Daily stress can cause a temporary rise in blood pressure. In addition to professional, private or health stress, a visit to the doctor can be stressful for some people. Before you measure your blood pressure, take in deep breaths and slowly exhale. This will surely help release stress and improve your blood pressure. A temporary rise in blood pressure can be dangerous for people with high blood pressure. 

  • Exercise

It is normal for blood pressure to rise temporarily during exercise. This can be especially true with weightlifting, and possibly in a more dramatic way. To avoid an excessive rise in blood pressure when working with weights, follow these tips: 

  • Use the correct form. 
  • Don’t hold your breath during the exertion. 
  • Use lighter weights during repetitive exercising. 
  • Beware of dizziness, severe shortness of breath, and chest pain or pressure. 

An active lifestyle is a great way to lower blood pressure over the long term.

  • Full Bladder

Your blood pressure will be lower when your bladder is empty. Your systolic blood pressure (the first reading of a blood pressure reading, for example 119/79 mmHg) may rise by 10 to 15 mmHg when your bladder is full. 

  • Food containing tyramine

It is an amino acid that regulates blood pressure, can cause a temporary rise in blood pressure. Some foods that contain tyramine include: strong or aged cheese, beer, and processed meats. The effects of tyramine on blood pressure can be particularly dangerous for people who take antidepressants, such as taking monoamine oxidase inhibitors (MAOIs). Examples of MAOIs are: Isocarboxazid, Phenelzine, Selegiline, and Tranylcypromine.

  • Caffeine

A temporary increase in blood pressure can be caused due to caffeine. Experts aren’t sure why. Some researchers believe that caffeine can block hormones. They widen the arteries, which leads to lower blood pressure. Others think that caffeine increases adrenaline.

  • Medication 

Some of the over-the-counter drugs can change your blood pressure. High blood pressure pills are said to lower blood pressure while other pills for allergies can increase it.

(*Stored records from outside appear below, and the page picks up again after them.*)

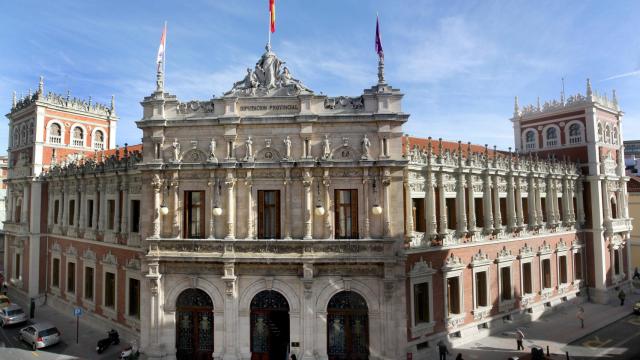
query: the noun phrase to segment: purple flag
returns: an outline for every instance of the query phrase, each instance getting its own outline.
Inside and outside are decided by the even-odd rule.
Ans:
[[[376,53],[378,57],[384,60],[384,51],[382,51],[382,41],[380,41],[380,22],[378,16],[376,16]]]

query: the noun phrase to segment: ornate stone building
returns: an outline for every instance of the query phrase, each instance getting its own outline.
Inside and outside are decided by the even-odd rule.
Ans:
[[[11,284],[150,358],[420,359],[626,283],[615,98],[516,104],[505,152],[403,136],[383,70],[328,97],[267,47],[205,101],[159,72],[120,149],[113,103],[41,81],[8,114]]]

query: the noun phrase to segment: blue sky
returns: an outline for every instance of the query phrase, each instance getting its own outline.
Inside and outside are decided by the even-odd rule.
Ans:
[[[640,138],[640,2],[277,0],[274,51],[317,93],[358,95],[376,81],[380,14],[386,78],[405,93],[405,132],[513,144],[521,104],[616,89],[625,139]],[[228,90],[263,51],[268,0],[5,1],[0,6],[0,108],[37,88],[112,94],[118,143],[139,143],[139,102],[155,86],[168,21],[167,91],[182,101]],[[7,119],[0,122],[0,153]]]

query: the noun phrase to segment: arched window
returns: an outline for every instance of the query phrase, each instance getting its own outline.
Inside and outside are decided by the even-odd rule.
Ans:
[[[20,129],[13,130],[13,146],[17,147],[20,145]]]
[[[618,218],[618,205],[616,205],[616,199],[614,197],[611,198],[611,218]]]
[[[547,129],[546,147],[558,146],[558,129],[550,127]]]
[[[569,144],[578,144],[582,142],[582,126],[577,123],[569,126]]]
[[[598,123],[598,142],[602,142],[602,124]]]
[[[524,138],[524,147],[526,150],[533,150],[536,148],[536,132],[533,130],[527,131]]]
[[[27,143],[27,125],[22,125],[22,145]]]
[[[618,145],[618,128],[614,127],[613,132],[611,133],[611,143],[613,145]]]
[[[62,128],[59,124],[52,123],[49,126],[49,142],[52,144],[62,144]]]
[[[611,142],[611,128],[609,125],[604,127],[604,142],[607,144]]]
[[[100,130],[93,134],[93,148],[95,150],[104,150],[104,134]]]
[[[71,139],[71,145],[78,147],[84,146],[84,131],[79,126],[73,128],[73,138]]]

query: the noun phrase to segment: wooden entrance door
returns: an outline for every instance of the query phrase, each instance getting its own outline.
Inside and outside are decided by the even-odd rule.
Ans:
[[[200,289],[187,289],[176,303],[176,358],[209,360],[213,354],[213,302]]]
[[[289,303],[265,290],[251,300],[251,360],[286,359],[289,350]]]
[[[369,359],[367,302],[353,291],[334,295],[327,306],[329,360]]]

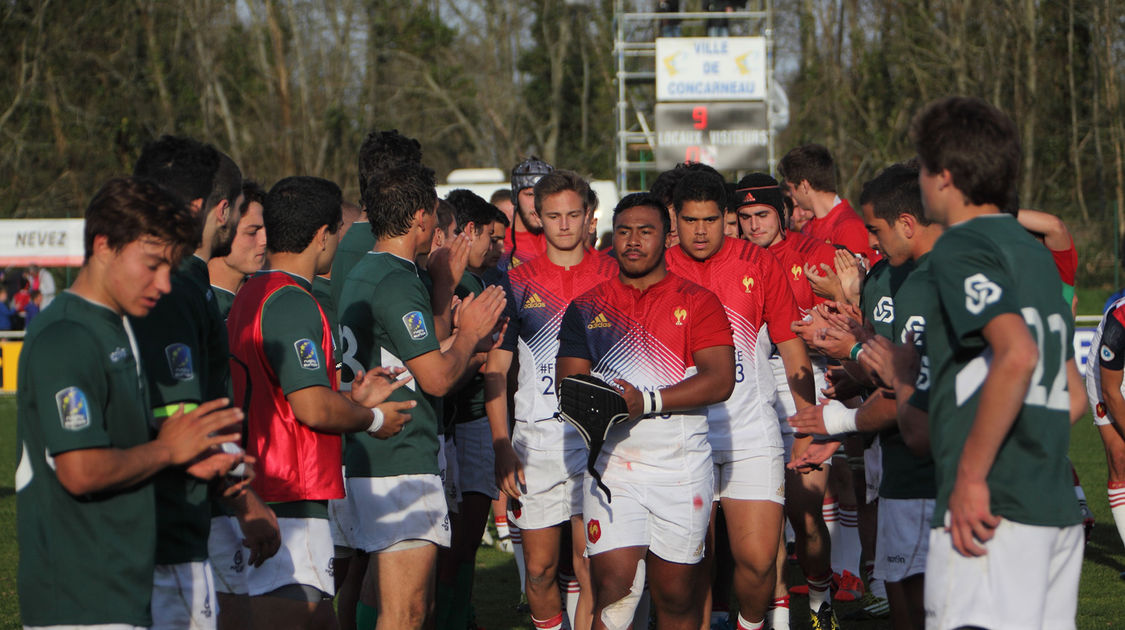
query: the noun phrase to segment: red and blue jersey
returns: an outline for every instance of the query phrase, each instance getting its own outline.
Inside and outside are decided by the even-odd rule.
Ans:
[[[519,361],[514,413],[517,422],[534,427],[520,432],[527,446],[558,450],[581,445],[578,432],[569,424],[538,421],[553,418],[558,410],[555,357],[566,307],[575,297],[616,277],[617,261],[591,250],[582,262],[569,268],[539,256],[512,269],[503,281],[508,331],[500,347],[516,353]]]
[[[789,325],[801,317],[781,264],[765,249],[734,238],[724,239],[707,260],[696,260],[680,247],[669,249],[665,260],[670,271],[692,278],[719,298],[734,333],[734,393],[707,410],[711,448],[781,448],[770,340],[793,339]],[[769,337],[762,336],[763,325],[769,326]]]
[[[668,273],[639,291],[609,280],[571,302],[559,331],[559,356],[590,361],[591,372],[642,391],[675,385],[695,373],[693,355],[733,346],[730,323],[714,293]],[[707,410],[641,418],[613,427],[602,446],[603,478],[679,483],[711,464]]]

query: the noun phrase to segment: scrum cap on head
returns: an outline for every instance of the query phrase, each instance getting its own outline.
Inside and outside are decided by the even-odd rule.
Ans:
[[[787,217],[785,216],[785,196],[781,193],[781,186],[777,180],[766,173],[750,173],[738,180],[734,191],[735,208],[745,206],[770,206],[777,210],[777,218],[781,221],[781,229],[785,230]]]
[[[533,188],[544,175],[555,170],[550,164],[534,155],[516,164],[512,169],[512,200],[519,198],[524,188]]]

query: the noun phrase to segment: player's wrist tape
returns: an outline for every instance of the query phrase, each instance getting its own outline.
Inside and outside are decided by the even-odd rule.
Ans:
[[[844,403],[838,400],[830,400],[823,407],[824,411],[824,432],[828,435],[840,435],[843,433],[855,433],[856,429],[856,410],[848,409]]]
[[[378,407],[371,408],[371,426],[367,427],[368,433],[375,433],[383,428],[383,410]]]
[[[863,344],[862,343],[857,343],[854,346],[852,346],[852,351],[849,353],[849,356],[851,357],[852,361],[858,361],[859,360],[859,353],[860,352],[863,352]]]
[[[664,399],[660,396],[660,390],[654,389],[643,392],[641,399],[644,402],[641,415],[648,416],[664,411]]]

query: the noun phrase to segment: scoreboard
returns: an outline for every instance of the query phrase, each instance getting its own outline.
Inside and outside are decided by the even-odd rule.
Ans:
[[[769,144],[764,101],[656,104],[655,157],[661,170],[680,162],[720,171],[766,170]]]

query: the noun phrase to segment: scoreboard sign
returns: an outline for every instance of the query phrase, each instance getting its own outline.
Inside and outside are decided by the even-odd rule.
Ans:
[[[764,37],[657,38],[657,101],[765,98]]]
[[[764,102],[657,103],[656,167],[702,162],[720,171],[769,167]]]

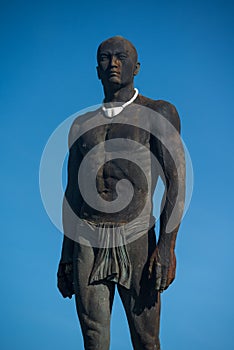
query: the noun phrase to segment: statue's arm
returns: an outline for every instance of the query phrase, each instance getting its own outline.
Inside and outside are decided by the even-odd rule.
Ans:
[[[160,215],[159,239],[157,248],[150,258],[149,273],[151,275],[153,270],[156,272],[156,289],[162,292],[175,279],[175,242],[185,198],[185,158],[180,138],[180,119],[175,107],[166,103],[162,106],[160,114],[166,122],[161,127],[163,142],[156,142],[156,153],[164,173],[165,192]]]
[[[63,199],[63,229],[61,259],[58,268],[58,288],[63,297],[71,298],[73,290],[73,251],[76,235],[77,217],[82,205],[82,196],[78,187],[78,170],[82,161],[77,142],[77,126],[74,124],[69,133],[68,181]]]

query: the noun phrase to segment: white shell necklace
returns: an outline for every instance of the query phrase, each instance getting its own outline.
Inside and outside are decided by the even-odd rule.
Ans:
[[[134,88],[134,91],[135,91],[135,94],[133,95],[133,97],[129,101],[125,102],[122,106],[110,107],[110,108],[106,108],[106,107],[102,106],[102,110],[103,110],[103,113],[105,114],[105,116],[108,118],[113,118],[116,115],[118,115],[119,113],[121,113],[125,107],[127,107],[133,101],[135,101],[135,99],[137,98],[137,96],[139,94],[139,91],[136,88]]]

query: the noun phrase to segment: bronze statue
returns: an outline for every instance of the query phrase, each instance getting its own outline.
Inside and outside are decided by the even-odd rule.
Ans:
[[[98,48],[97,62],[103,105],[76,118],[69,134],[58,288],[63,297],[75,294],[86,350],[109,349],[116,287],[133,348],[159,350],[160,293],[175,278],[175,241],[184,205],[180,119],[172,104],[149,99],[134,89],[140,63],[131,42],[120,36],[105,40]],[[128,149],[132,146],[136,151]],[[120,150],[124,156],[108,158]],[[86,167],[82,167],[84,160]],[[85,198],[88,192],[92,195],[89,181],[95,166],[98,196],[90,204]],[[152,202],[159,176],[165,193],[156,243]],[[118,197],[130,196],[123,179],[134,192],[130,204],[105,210]],[[98,198],[102,207],[95,206]],[[174,225],[168,229],[176,206]]]

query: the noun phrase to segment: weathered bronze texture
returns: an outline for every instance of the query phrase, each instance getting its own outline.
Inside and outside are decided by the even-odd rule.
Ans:
[[[129,101],[135,93],[134,77],[140,69],[137,51],[132,43],[119,36],[104,41],[98,48],[97,62],[97,74],[103,85],[105,106],[110,108],[115,103],[122,105]],[[109,349],[110,317],[115,288],[120,294],[127,315],[133,348],[159,350],[160,293],[175,279],[175,241],[183,212],[184,186],[180,194],[178,224],[169,232],[166,228],[176,205],[178,182],[182,181],[184,184],[184,153],[178,137],[180,119],[175,107],[169,102],[152,100],[141,94],[138,94],[134,101],[136,108],[130,106],[126,108],[126,112],[118,114],[122,122],[102,123],[88,130],[81,138],[77,137],[77,132],[87,120],[94,118],[97,113],[101,116],[100,118],[105,116],[101,109],[80,116],[74,121],[69,134],[68,184],[63,205],[65,235],[57,276],[58,288],[63,297],[71,298],[75,294],[86,350]],[[165,145],[146,130],[123,122],[124,113],[133,119],[140,118],[141,108],[147,108],[162,115],[177,130],[178,133],[172,135],[166,128],[161,129],[165,130],[165,134],[168,133],[166,137],[170,139],[173,147],[179,150],[180,176],[182,174],[180,179],[177,166]],[[131,116],[133,110],[134,115]],[[151,129],[157,128],[157,123],[149,122],[149,124]],[[101,212],[86,203],[78,185],[77,174],[85,155],[94,146],[118,138],[131,139],[144,146],[142,151],[144,170],[149,174],[150,186],[138,168],[128,160],[114,159],[103,162],[103,166],[97,173],[96,186],[99,195],[105,201],[110,203],[117,198],[116,185],[123,178],[131,182],[134,189],[131,205],[113,215]],[[94,153],[91,163],[95,162],[96,157],[103,156],[100,151],[98,152]],[[141,227],[142,219],[138,220],[139,215],[147,202],[149,193],[150,203],[152,203],[154,189],[160,175],[158,169],[151,169],[151,154],[159,162],[165,183],[158,242],[156,243],[154,225],[149,225],[146,232],[139,238],[113,249],[95,247],[87,242],[82,244],[72,239],[71,237],[76,235],[75,233],[73,235],[72,231],[77,230],[77,226],[74,228],[72,224],[68,207],[72,208],[81,221],[99,227],[98,232],[102,235],[108,235],[113,228],[119,230],[123,224],[130,223],[132,220],[135,220],[138,229]],[[152,208],[149,211],[152,218]],[[136,228],[135,230],[137,231]]]

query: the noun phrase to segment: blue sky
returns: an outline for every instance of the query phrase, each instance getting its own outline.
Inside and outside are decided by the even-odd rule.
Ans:
[[[39,164],[55,128],[102,101],[96,49],[116,34],[138,49],[140,92],[176,105],[194,167],[162,348],[232,348],[233,15],[225,0],[0,2],[1,349],[82,349],[74,300],[56,289],[62,234],[41,202]],[[119,348],[131,345],[117,297]]]

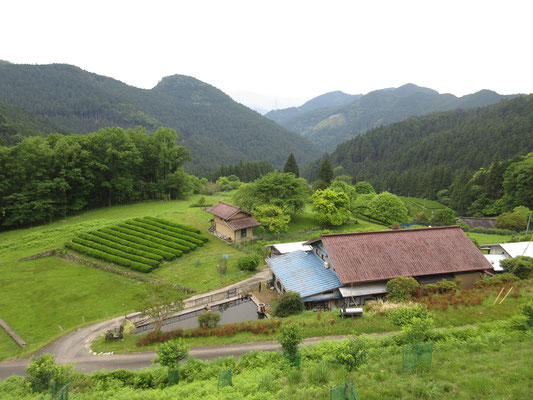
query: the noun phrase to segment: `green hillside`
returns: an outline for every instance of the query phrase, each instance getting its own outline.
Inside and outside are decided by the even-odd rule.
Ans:
[[[497,155],[504,160],[531,151],[533,95],[376,128],[340,144],[330,160],[378,190],[435,198],[464,167],[475,171]]]
[[[12,146],[27,136],[45,136],[50,133],[69,133],[47,119],[0,101],[0,145]]]
[[[265,159],[280,167],[291,152],[299,162],[320,154],[299,135],[182,75],[145,90],[71,65],[1,64],[0,101],[77,133],[108,126],[170,127],[191,149],[194,160],[188,168],[196,173],[240,160]]]
[[[276,110],[266,114],[266,117],[302,134],[321,148],[333,151],[337,144],[378,126],[437,111],[486,106],[504,97],[509,96],[482,90],[458,98],[407,84],[396,89],[376,90],[364,96],[355,96],[349,103],[332,102],[327,106],[308,109],[302,106]],[[333,124],[330,123],[332,118],[335,119]]]

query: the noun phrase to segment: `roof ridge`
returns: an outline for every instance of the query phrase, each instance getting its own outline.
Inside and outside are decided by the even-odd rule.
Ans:
[[[378,233],[405,233],[405,232],[414,232],[414,231],[429,231],[429,230],[441,230],[441,229],[461,229],[459,225],[450,225],[450,226],[432,226],[428,228],[413,228],[413,229],[389,229],[386,231],[367,231],[367,232],[339,232],[339,233],[326,233],[321,235],[321,237],[332,237],[332,236],[350,236],[350,235],[370,235]],[[318,238],[320,239],[320,238]]]
[[[225,204],[225,205],[227,205],[227,206],[230,206],[230,207],[235,207],[235,208],[238,208],[238,209],[242,210],[242,208],[241,208],[241,207],[239,207],[239,206],[236,206],[235,204],[231,204],[231,203],[226,203],[225,201],[222,201],[222,200],[219,200],[219,201],[218,201],[218,203],[219,203],[219,204],[220,204],[220,203],[222,203],[222,204]]]

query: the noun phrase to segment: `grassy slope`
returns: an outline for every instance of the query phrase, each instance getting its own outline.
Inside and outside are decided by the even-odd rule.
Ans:
[[[405,206],[409,209],[409,215],[414,217],[420,211],[424,211],[428,219],[431,218],[433,211],[445,208],[444,205],[434,200],[424,200],[418,197],[406,197],[398,196],[405,203]]]
[[[215,202],[226,195],[207,197]],[[88,232],[120,221],[143,216],[163,217],[205,230],[211,215],[201,208],[190,208],[189,201],[144,202],[85,212],[48,225],[0,233],[0,316],[28,342],[26,352],[35,350],[61,331],[107,316],[120,315],[125,303],[132,311],[132,297],[140,290],[136,281],[93,268],[47,257],[17,262],[19,258],[61,248],[79,232]],[[222,254],[229,254],[228,272],[220,280],[216,264]],[[198,250],[164,263],[155,274],[171,282],[202,292],[247,278],[236,259],[242,252],[209,236]],[[200,266],[195,266],[196,258]],[[5,334],[5,333],[3,333]],[[2,336],[3,337],[3,336]],[[0,342],[0,359],[20,354],[11,339]]]

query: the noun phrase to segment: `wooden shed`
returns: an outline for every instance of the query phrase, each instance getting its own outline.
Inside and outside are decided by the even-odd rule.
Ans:
[[[213,215],[210,231],[228,242],[241,243],[253,239],[253,228],[259,226],[250,211],[224,201],[205,211]]]

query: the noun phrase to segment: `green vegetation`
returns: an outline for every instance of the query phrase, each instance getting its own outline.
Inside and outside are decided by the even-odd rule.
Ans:
[[[227,199],[227,196],[228,194],[217,194],[217,197],[206,198],[215,203],[219,199]],[[0,359],[34,351],[84,323],[108,319],[124,311],[135,311],[137,307],[133,299],[144,286],[135,280],[57,257],[17,262],[19,258],[46,250],[61,249],[72,237],[89,232],[94,235],[101,232],[114,238],[121,235],[120,239],[125,238],[124,242],[133,247],[135,243],[130,240],[135,240],[132,239],[135,236],[120,234],[106,227],[146,215],[166,221],[177,229],[186,225],[195,229],[193,233],[206,232],[211,215],[199,208],[189,207],[197,198],[198,196],[193,196],[188,201],[151,201],[105,207],[45,226],[1,232],[0,317],[13,327],[28,346],[21,350],[1,330]],[[241,271],[237,266],[237,260],[245,253],[212,236],[201,236],[207,239],[201,247],[176,260],[173,260],[175,255],[169,253],[169,250],[178,250],[159,250],[153,247],[152,241],[144,242],[150,246],[150,251],[161,252],[173,260],[157,268],[152,273],[156,274],[154,277],[159,276],[169,283],[176,283],[201,293],[229,285],[252,274]],[[228,254],[229,260],[227,273],[221,280],[216,265],[222,254]],[[122,306],[123,303],[125,306]],[[61,309],[61,313],[57,312],[58,309]],[[4,338],[6,340],[3,340]]]
[[[298,315],[305,309],[304,301],[299,293],[286,292],[274,300],[272,315],[276,317],[283,318],[290,315]]]
[[[318,189],[312,199],[313,211],[321,225],[344,225],[352,218],[350,198],[344,192]]]
[[[436,199],[465,167],[476,171],[489,167],[497,154],[505,160],[533,151],[532,114],[533,96],[522,96],[473,110],[411,117],[340,144],[330,160],[354,182],[368,180],[379,191]],[[493,171],[495,177],[497,172]],[[517,188],[526,188],[530,175],[510,171],[511,179],[521,177]],[[490,195],[498,195],[494,186]],[[522,201],[513,207],[519,204],[533,208]],[[454,204],[450,206],[463,214]]]
[[[268,161],[242,162],[241,160],[238,164],[222,164],[216,171],[211,172],[206,176],[211,182],[216,182],[221,176],[230,175],[235,175],[241,182],[253,182],[270,172],[274,172],[274,167]]]
[[[199,175],[240,160],[266,160],[281,168],[291,152],[302,163],[320,155],[309,140],[183,75],[165,77],[145,90],[71,65],[2,64],[0,101],[77,133],[109,126],[184,132],[194,158],[188,168]]]
[[[289,154],[289,158],[287,158],[287,162],[283,167],[283,172],[292,172],[297,178],[300,177],[300,170],[296,163],[296,158],[294,158],[294,154]]]

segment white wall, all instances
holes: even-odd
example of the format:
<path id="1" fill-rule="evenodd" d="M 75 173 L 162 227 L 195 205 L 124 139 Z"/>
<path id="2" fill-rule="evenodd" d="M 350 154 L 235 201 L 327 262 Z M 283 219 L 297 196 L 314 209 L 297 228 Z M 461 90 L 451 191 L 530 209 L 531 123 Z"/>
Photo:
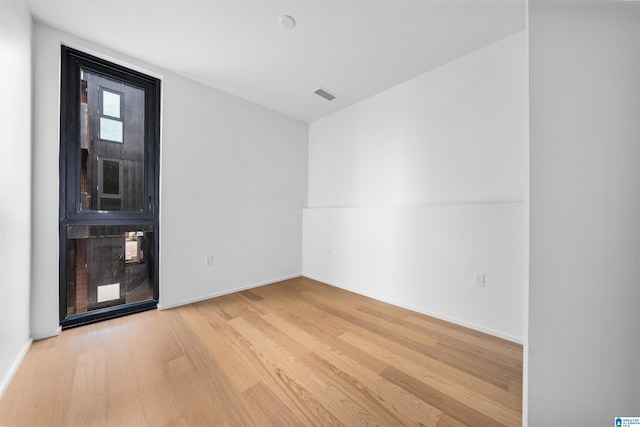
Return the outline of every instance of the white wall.
<path id="1" fill-rule="evenodd" d="M 305 123 L 36 24 L 35 337 L 58 326 L 61 43 L 162 78 L 161 307 L 301 274 Z"/>
<path id="2" fill-rule="evenodd" d="M 640 3 L 529 3 L 530 426 L 640 416 Z"/>
<path id="3" fill-rule="evenodd" d="M 31 44 L 26 6 L 0 1 L 0 397 L 31 343 Z"/>
<path id="4" fill-rule="evenodd" d="M 308 125 L 175 76 L 163 84 L 161 306 L 299 276 Z"/>
<path id="5" fill-rule="evenodd" d="M 526 58 L 520 32 L 313 122 L 303 273 L 522 342 Z"/>
<path id="6" fill-rule="evenodd" d="M 521 342 L 522 216 L 521 203 L 307 209 L 305 275 Z"/>

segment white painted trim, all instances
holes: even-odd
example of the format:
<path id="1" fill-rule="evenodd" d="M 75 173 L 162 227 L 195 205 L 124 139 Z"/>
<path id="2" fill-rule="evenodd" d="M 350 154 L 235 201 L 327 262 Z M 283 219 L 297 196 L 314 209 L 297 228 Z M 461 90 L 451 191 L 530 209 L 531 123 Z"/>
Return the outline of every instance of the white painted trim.
<path id="1" fill-rule="evenodd" d="M 27 355 L 27 352 L 31 348 L 32 343 L 33 343 L 33 339 L 27 340 L 27 342 L 22 347 L 22 350 L 18 354 L 18 357 L 16 357 L 16 359 L 13 361 L 13 364 L 11 365 L 11 368 L 7 372 L 7 375 L 4 378 L 2 378 L 2 382 L 0 382 L 0 399 L 2 399 L 2 396 L 4 396 L 4 393 L 9 388 L 9 384 L 11 384 L 11 380 L 13 380 L 13 377 L 15 376 L 16 372 L 18 372 L 18 368 L 22 364 L 22 361 Z"/>
<path id="2" fill-rule="evenodd" d="M 491 336 L 494 336 L 494 337 L 497 337 L 497 338 L 501 338 L 501 339 L 504 339 L 504 340 L 511 341 L 513 343 L 522 345 L 522 339 L 520 339 L 518 337 L 511 336 L 509 334 L 505 334 L 505 333 L 502 333 L 502 332 L 499 332 L 499 331 L 495 331 L 493 329 L 485 328 L 483 326 L 476 325 L 476 324 L 473 324 L 473 323 L 465 322 L 463 320 L 456 319 L 455 317 L 446 316 L 446 315 L 443 315 L 441 313 L 435 313 L 435 312 L 428 311 L 428 310 L 423 310 L 423 309 L 412 307 L 412 306 L 406 305 L 406 304 L 400 304 L 400 303 L 398 303 L 396 301 L 391 301 L 391 300 L 387 300 L 387 299 L 380 299 L 375 295 L 363 293 L 363 292 L 360 292 L 359 290 L 355 290 L 355 289 L 351 289 L 349 287 L 341 286 L 341 285 L 339 285 L 337 283 L 331 283 L 330 281 L 324 280 L 322 278 L 313 277 L 313 276 L 309 276 L 309 275 L 304 275 L 304 277 L 307 277 L 307 278 L 312 279 L 312 280 L 317 280 L 318 282 L 326 283 L 327 285 L 335 286 L 336 288 L 344 289 L 344 290 L 349 291 L 349 292 L 353 292 L 354 294 L 362 295 L 362 296 L 365 296 L 367 298 L 372 298 L 372 299 L 375 299 L 376 301 L 386 302 L 387 304 L 392 304 L 392 305 L 395 305 L 396 307 L 406 308 L 407 310 L 415 311 L 416 313 L 420 313 L 420 314 L 424 314 L 424 315 L 427 315 L 427 316 L 435 317 L 436 319 L 444 320 L 445 322 L 454 323 L 456 325 L 463 326 L 465 328 L 473 329 L 474 331 L 478 331 L 478 332 L 482 332 L 482 333 L 485 333 L 485 334 L 489 334 Z"/>
<path id="3" fill-rule="evenodd" d="M 56 329 L 54 329 L 52 331 L 46 331 L 46 332 L 40 332 L 40 333 L 37 333 L 37 334 L 33 334 L 31 339 L 33 341 L 38 341 L 38 340 L 44 340 L 44 339 L 47 339 L 47 338 L 53 338 L 53 337 L 57 337 L 58 335 L 60 335 L 61 332 L 62 332 L 62 327 L 58 326 Z"/>
<path id="4" fill-rule="evenodd" d="M 187 305 L 187 304 L 193 304 L 194 302 L 205 301 L 205 300 L 208 300 L 208 299 L 211 299 L 211 298 L 216 298 L 216 297 L 221 297 L 223 295 L 233 294 L 235 292 L 246 291 L 247 289 L 258 288 L 260 286 L 271 285 L 272 283 L 282 282 L 283 280 L 295 279 L 296 277 L 301 277 L 301 276 L 302 276 L 302 274 L 292 274 L 290 276 L 284 276 L 284 277 L 279 277 L 279 278 L 273 279 L 273 280 L 267 280 L 267 281 L 264 281 L 264 282 L 253 283 L 251 285 L 241 286 L 239 288 L 227 289 L 227 290 L 222 291 L 222 292 L 216 292 L 216 293 L 213 293 L 213 294 L 208 294 L 208 295 L 200 296 L 200 297 L 197 297 L 197 298 L 191 298 L 191 299 L 182 300 L 180 302 L 173 303 L 173 304 L 166 304 L 166 305 L 158 304 L 158 310 L 168 310 L 170 308 L 180 307 L 180 306 Z"/>
<path id="5" fill-rule="evenodd" d="M 526 144 L 525 150 L 525 170 L 524 170 L 524 292 L 523 292 L 523 322 L 522 322 L 522 427 L 529 426 L 529 259 L 531 249 L 531 129 L 530 129 L 530 117 L 529 112 L 531 101 L 531 79 L 529 77 L 529 70 L 531 65 L 529 64 L 531 55 L 529 53 L 531 47 L 529 46 L 529 1 L 526 1 L 525 7 L 525 49 L 526 49 L 526 73 L 527 73 L 527 119 L 525 120 L 526 128 Z"/>
<path id="6" fill-rule="evenodd" d="M 403 209 L 403 208 L 421 208 L 435 206 L 476 206 L 476 205 L 523 205 L 526 203 L 524 199 L 467 199 L 467 200 L 434 200 L 426 203 L 405 204 L 405 205 L 331 205 L 331 206 L 309 206 L 305 209 Z"/>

Self-monitoring blood pressure at home

Self monitoring blood pressure

Due to regular blood pressure fluctuations, white coat syndrome and masked hypertension, doctors can recommend self-monitoring for high blood pressure. There are many advantages to measuring your own blood pressure: You know your true average blood pressure outside of regular fluctuations more control over your blood pressure. Track your progress save time and potentially money from frequent doctor visits and complications.

Fluctuations and Hypertension

Fluctuations and Hypertension


If you find that some high blood pressure readings are interspersed with normal readings, you may have high blood pressure but a diagnosis has not been made. Experts don’t know exactly how primary hypertension develops, but it is believed that it involves a complex interaction between a person’s hypertension genes and your environment that affect your heart and kidney function. There are clear risk factors or factors that make a person more likely to develop high blood pressure, such as having other medical problems, like diabetes or high cholesterol. 

Secondary hypertension may also occur. Secondary hypertension means that a person’s high blood pressure develops from another problem in the body or as a result of taking a drug.

How is fluctuating blood pressure treated?

First, a doctor will determine the underlying cause. He/she will ask about a person’s history and talk about their lifestyle and current medications. The doctor may also order or perform tests. Medication can lower blood pressure and prevent dangerous fluctuations. A person can also achieve this goal by changing their lifestyle. By attending follow-up exams, a person can ensure that their blood pressure stays within the normal range and that the medication does not cause any nasty side effects.

Choosing a healthy lifestyle and using certain medications carefully can help balance out fluctuations in blood pressure. Regular health checks and treatment for conditions that affect blood pressure are recommended.